Para terminar as gincanas, tinha de travar a meio de uma fila, em posição que lhe permitisse segurar-se ao tampo superior de uma carteira, antes de apoiar os pés nos bancos e saltar da bicicleta. Mas, desta vez, o movimento estava travado pela manga do casaco. Esticou o braço, mas a extensão não era a mesma. A mão falhou por escassos milímetros o tampo da carteira. Passou por entre os suportes metálicos. Foi-se enfiar na prateleira por baixo do tampo, naquela prateleira onde são colocadas as sacolas com os livros e os cadernos.

A dor foi brusca e aguda. Conseguiu reprimir a dor e saltar da bicicleta. Tirou aflitivamente o casaco, para ver o que lhe tinha acontecido.

Quando olhou para a mão, o aspecto era mais preocupante que a dor. A mão não estava, como era habitual, no enfiamento do braço. A zona do pulso fazia um ângulo recto. Parecia uma daquelas manivelas com que se punham os motores dos carros antigos em movimento. Aflito e com medo da mãe, mais aflito com a dor que ela iria sentir do que com a sua própria, reuniu forças. Com todas elas juntas, deu um brusco e violento puxão à mão, para a recolocar no sítio. E a manivela desapareceu. Voltara tudo milagrosamente ao sítio. E até a dor parecia ter desaparecido!

Quando a mãe chegou, encontrou o miúdo ainda na sala de aula. A bicicleta estava descaída sobre uma carteira. No chão, encontrava-se o casaco novo. E o miúdo olhava assustado para a mão, sem saber se havia de chorar da dor ou do medo da mãe.

Sem saber bem o que se tinha passado, mas sentindo dentro de si uma dor angustiosa, a mãe fazia perguntas:

– O que é que tu fizeste? Porque é que a bicicleta está caída e o casaco no meio do chão? O que é que te aconteceu?

Foi então que o miúdo, sem saber o que dizer, desatou numa grande choradeira. E acabou por explicar, por entre lágrimas, que tinha caído, que a mão tinha saído do sítio, mas que a voltara a pôr na posição certa.

O passeio na avenida ficou irremediavelmente estragado. No gabinete do médico, onde a mãe se deslocou com o miúdo, nada podia ser feito. O que tinha que ser feito já o miúdo o fizera. Já estava tudo colocado no devido sítio. Tudo o que faltava era envolver o pulso numa ligadura resistente e deixar o tempo passar. Para mais, o miúdo não se queixava! Só quando se tocava na zona.

Perante a inoperância do médico, a mãe do catraio não ficou satisfeita. A dor que sentia pelo filho não lhe deixava ver a razão do médico. Estava insatisfeita.
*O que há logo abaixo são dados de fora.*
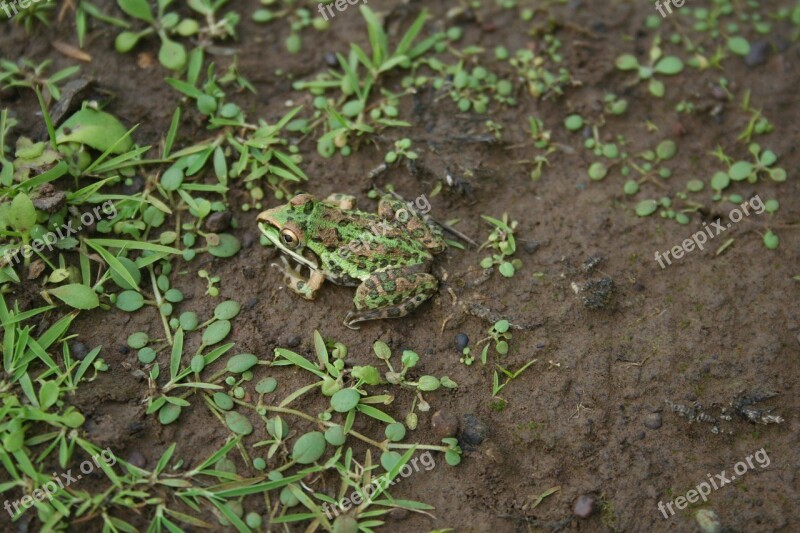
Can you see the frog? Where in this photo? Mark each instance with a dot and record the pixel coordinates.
(386, 255)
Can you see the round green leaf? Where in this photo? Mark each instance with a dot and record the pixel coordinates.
(345, 400)
(597, 171)
(771, 240)
(739, 45)
(389, 459)
(428, 383)
(646, 208)
(228, 246)
(96, 129)
(395, 432)
(189, 321)
(335, 435)
(626, 62)
(197, 364)
(169, 413)
(308, 448)
(129, 301)
(740, 170)
(227, 310)
(216, 332)
(238, 423)
(574, 122)
(631, 187)
(507, 269)
(171, 54)
(223, 401)
(720, 181)
(241, 362)
(138, 340)
(669, 65)
(76, 295)
(266, 385)
(130, 266)
(666, 149)
(22, 215)
(146, 355)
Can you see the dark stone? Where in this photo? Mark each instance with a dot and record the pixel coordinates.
(462, 341)
(758, 54)
(136, 186)
(294, 342)
(78, 350)
(218, 222)
(49, 200)
(584, 506)
(653, 421)
(473, 431)
(531, 246)
(137, 458)
(444, 424)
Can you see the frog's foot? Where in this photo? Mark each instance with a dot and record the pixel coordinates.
(342, 201)
(305, 287)
(390, 294)
(390, 208)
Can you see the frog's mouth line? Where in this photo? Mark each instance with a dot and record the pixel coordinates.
(272, 233)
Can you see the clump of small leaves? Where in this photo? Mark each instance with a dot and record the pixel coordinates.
(169, 26)
(502, 241)
(657, 64)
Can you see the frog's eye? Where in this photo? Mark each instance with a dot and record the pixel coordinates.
(289, 238)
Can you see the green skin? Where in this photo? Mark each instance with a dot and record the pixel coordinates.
(386, 255)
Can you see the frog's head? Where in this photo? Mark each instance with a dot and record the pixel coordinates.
(285, 226)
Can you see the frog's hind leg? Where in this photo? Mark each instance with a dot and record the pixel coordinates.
(391, 294)
(428, 233)
(305, 287)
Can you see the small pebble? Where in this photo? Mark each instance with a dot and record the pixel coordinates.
(653, 421)
(137, 184)
(708, 521)
(78, 351)
(758, 54)
(474, 431)
(218, 222)
(398, 513)
(137, 458)
(531, 246)
(444, 424)
(248, 239)
(330, 60)
(294, 342)
(462, 341)
(584, 506)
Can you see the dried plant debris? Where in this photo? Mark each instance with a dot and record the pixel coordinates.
(596, 293)
(592, 263)
(741, 405)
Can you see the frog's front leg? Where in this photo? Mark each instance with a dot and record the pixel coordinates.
(305, 287)
(391, 294)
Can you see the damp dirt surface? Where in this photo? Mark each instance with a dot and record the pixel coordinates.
(590, 416)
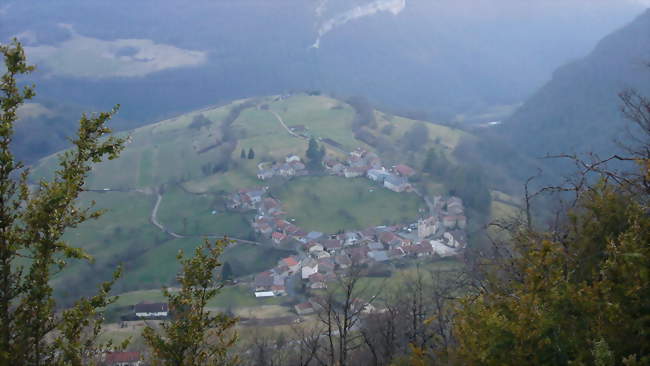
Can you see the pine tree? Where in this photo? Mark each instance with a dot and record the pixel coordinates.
(32, 224)
(194, 336)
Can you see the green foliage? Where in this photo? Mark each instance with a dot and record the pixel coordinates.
(32, 249)
(194, 336)
(555, 296)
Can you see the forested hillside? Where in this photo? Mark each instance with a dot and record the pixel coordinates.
(578, 110)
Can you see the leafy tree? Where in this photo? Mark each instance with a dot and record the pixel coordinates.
(579, 292)
(32, 250)
(226, 272)
(194, 336)
(555, 299)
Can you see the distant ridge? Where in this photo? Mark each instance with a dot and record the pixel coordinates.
(578, 110)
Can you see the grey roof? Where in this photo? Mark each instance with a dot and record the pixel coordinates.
(379, 255)
(151, 308)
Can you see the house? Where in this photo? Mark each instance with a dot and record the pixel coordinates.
(390, 239)
(297, 166)
(443, 250)
(427, 227)
(265, 174)
(420, 250)
(358, 153)
(378, 255)
(269, 205)
(318, 254)
(151, 310)
(279, 290)
(291, 263)
(304, 308)
(326, 265)
(264, 294)
(278, 237)
(359, 255)
(377, 175)
(122, 359)
(314, 247)
(455, 206)
(298, 128)
(263, 281)
(396, 184)
(353, 172)
(396, 253)
(404, 170)
(343, 261)
(452, 221)
(285, 170)
(265, 229)
(461, 222)
(350, 238)
(373, 160)
(314, 235)
(309, 267)
(332, 245)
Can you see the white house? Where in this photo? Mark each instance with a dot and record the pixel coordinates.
(396, 184)
(292, 158)
(155, 310)
(264, 294)
(378, 175)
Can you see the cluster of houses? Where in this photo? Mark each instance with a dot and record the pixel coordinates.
(441, 234)
(362, 163)
(291, 167)
(321, 256)
(245, 198)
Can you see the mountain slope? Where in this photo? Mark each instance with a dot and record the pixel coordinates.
(178, 171)
(578, 110)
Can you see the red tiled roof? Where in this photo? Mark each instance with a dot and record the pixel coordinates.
(404, 170)
(290, 261)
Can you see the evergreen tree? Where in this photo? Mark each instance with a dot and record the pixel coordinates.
(32, 224)
(194, 336)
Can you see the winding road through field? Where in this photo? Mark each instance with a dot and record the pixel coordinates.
(163, 228)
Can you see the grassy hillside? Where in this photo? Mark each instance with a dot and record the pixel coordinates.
(329, 204)
(182, 160)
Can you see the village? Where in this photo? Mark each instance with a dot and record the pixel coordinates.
(323, 255)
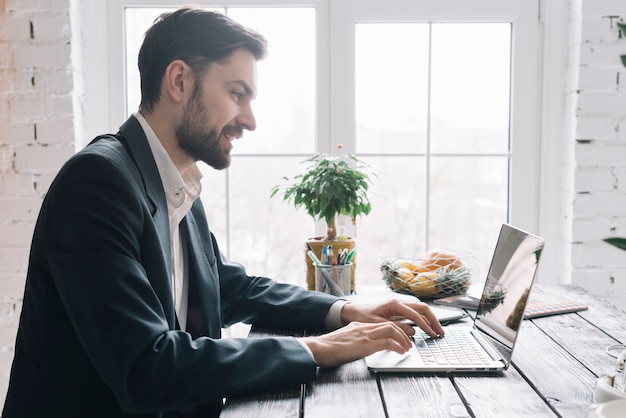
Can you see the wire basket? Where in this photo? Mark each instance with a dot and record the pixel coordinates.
(435, 274)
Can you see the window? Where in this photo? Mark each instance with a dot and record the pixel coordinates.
(438, 97)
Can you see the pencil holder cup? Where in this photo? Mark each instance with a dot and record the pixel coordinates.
(334, 280)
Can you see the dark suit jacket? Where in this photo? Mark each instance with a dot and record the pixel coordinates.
(98, 334)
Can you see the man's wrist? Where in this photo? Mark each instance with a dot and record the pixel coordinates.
(334, 317)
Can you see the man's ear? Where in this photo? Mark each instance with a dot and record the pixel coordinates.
(177, 80)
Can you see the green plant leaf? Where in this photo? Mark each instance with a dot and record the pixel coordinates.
(617, 242)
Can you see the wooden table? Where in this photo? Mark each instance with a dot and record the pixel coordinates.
(556, 364)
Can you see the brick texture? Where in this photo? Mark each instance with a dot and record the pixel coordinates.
(36, 137)
(600, 176)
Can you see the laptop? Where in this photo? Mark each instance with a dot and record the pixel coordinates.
(499, 316)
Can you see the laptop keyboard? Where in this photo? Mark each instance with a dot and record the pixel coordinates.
(458, 347)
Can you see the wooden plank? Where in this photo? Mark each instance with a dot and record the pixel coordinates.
(281, 403)
(504, 394)
(563, 381)
(583, 341)
(600, 313)
(347, 391)
(411, 395)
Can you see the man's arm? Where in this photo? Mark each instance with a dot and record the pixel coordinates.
(380, 329)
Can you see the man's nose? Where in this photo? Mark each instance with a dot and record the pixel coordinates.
(246, 118)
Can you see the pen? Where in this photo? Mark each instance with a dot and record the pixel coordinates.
(329, 281)
(350, 255)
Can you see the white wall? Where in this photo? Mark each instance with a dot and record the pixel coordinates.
(41, 100)
(599, 169)
(36, 136)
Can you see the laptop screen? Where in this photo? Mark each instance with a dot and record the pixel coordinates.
(509, 280)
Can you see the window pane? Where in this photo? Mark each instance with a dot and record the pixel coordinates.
(398, 212)
(267, 235)
(470, 87)
(285, 106)
(469, 199)
(391, 87)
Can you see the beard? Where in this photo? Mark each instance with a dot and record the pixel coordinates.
(198, 141)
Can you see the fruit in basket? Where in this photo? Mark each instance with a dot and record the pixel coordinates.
(424, 284)
(435, 259)
(438, 273)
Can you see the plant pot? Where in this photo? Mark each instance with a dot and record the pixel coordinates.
(316, 244)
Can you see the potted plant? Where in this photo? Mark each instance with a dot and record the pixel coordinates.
(332, 185)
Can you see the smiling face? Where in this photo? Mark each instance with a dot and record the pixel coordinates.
(219, 110)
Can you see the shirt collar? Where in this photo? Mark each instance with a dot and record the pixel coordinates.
(175, 185)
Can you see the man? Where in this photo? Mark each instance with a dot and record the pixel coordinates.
(127, 291)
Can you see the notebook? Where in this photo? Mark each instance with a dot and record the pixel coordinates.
(498, 319)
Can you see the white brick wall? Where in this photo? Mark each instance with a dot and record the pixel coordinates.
(37, 119)
(36, 137)
(600, 177)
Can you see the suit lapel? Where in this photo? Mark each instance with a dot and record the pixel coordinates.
(203, 314)
(136, 142)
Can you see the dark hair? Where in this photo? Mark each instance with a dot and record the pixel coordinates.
(196, 36)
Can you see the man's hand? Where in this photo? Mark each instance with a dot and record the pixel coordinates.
(372, 328)
(357, 340)
(394, 310)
Na esplanada, onde se encontrou com o marido e as pessoas amigas, ouviu os conselhos de uns e de outros. «Há em Penafiel um endireita, um velhote, que resolve todos os problemas de ossos.» E os conselhos avisados do médico foram postos de lado.

 

Em pleno Verão, numa das esplanadas da Avenida 8, em Espinho, por alturas de 1952.

No dia seguinte, foram a Penafiel. Foram ao endireita. E o endireita também nada endireitou, porque já tudo estava direito!

Finalmente, serenaram os ânimos! O tempo passou. Os problemas acabaram por desaparecer. Mas o que nunca conseguiu desaparecer foi a paixão pela bicicleta. Ainda hoje se mantém, apesar da inglesa há muito ter ficado irremediavelmente perdida em Espinho.